Check with us if you want us to make your window plug or door cover for you.

Sound Control in Walls

Sound Control Walls: Construction Options

Making the Right Choice for soundproofing walls, floors and ceilings

For residential sound control, there are more than a half-dozen ways to increase the noise reduction of interior walls.

  • Acoustical Caulking
  • Sound Control Insulation
  • Double Layers of Drywall
  • Resilient Channels- Soundclips, etc
  • Staggered Stud Construction
  • Double Wall Construction
  • Soundboard, Wonderboard, etc.

Sound control is most efficient when two or more methods are used together. There are many possible combinations of these six techniques. How does one choose which to use?

The table below lists typical STC values for a variety of construction types. It also shows the improvement in noise reduction provided by the different sound control options for soundproofing walls, floors and ceilings, using as a baseline the most basic wall construction of studs and drywall with no caulking. Notice that a wall with an STC value of 50 ( studs, drywall, resilient channels, sound control insulation ) provides four times more sound reduction than the basic wall with an STC value of 30.

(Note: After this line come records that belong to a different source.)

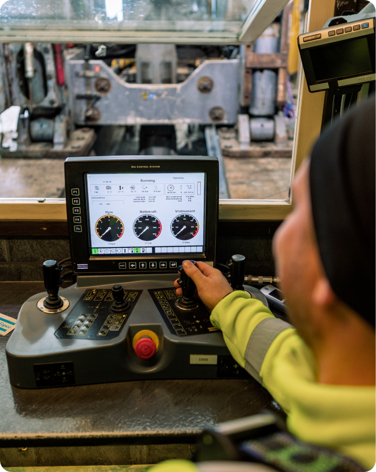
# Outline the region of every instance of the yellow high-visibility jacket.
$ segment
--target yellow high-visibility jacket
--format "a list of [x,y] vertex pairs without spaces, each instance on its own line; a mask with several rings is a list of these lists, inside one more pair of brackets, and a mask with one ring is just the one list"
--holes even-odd
[[[292,434],[335,449],[367,471],[374,468],[376,386],[318,383],[313,354],[296,330],[246,292],[225,297],[213,310],[210,320],[222,330],[235,360],[283,408]],[[177,472],[198,470],[184,461],[166,461],[151,470],[169,472],[174,467]]]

Type of Construction STC Value Improvement
Studs/ Drywall/ No Caulking 30 (MAX) 1 (baseline)
All remaining Types include Caulking
Studs- Drywall 35 1.42
Studs- Double Drywall One Side 37 1.63
Studs- Drywall-Sound Control Insulation 39 1.87
Studs- Double Drywall One Side – SC Insulation 41 2.15
Studs- Drywall- Resilient Channels 42 2.3
Studs- Double Drywall One Side -Resilient Channels 45 2.84
Studs- Drywall- Resilient Channels -SC Insulation 50 4.0
Staggered Studs- Drywall- SC Insulation 51 4.3
Studs-Double Drywall 1side-Res Channel-SC Insul. 52 4.6
Staggered Studs-Double Drywall 1Side-SC Insul. 53 4.94
Double Wall- Double Sound Control Insulation 59 7.46

Remember that STC values are based on the number of decibels of transmitted sound reduced by the wall. Just as a 50 dB sound is four times louder than a 30 dB sound, a 50 STC wall is four times quieter than a 30 STC wall.

Using the values shown in this table and factoring in costs and construction time, three sound control combinations stand out as the most logical choices for soundproofing walls, floors and ceilings:
1) Studs, drywall, caulking, sound control insulation;
2) Studs, drywall, caulking, resilient channels or SoundClips, sound control insulation; and
3) Staggered studs, drywall, caulking, sound control insulation.

soundproofing walls This resilient channel is shown in it’s proper position with the large flange up and with sound absorbing tape applied to the facing.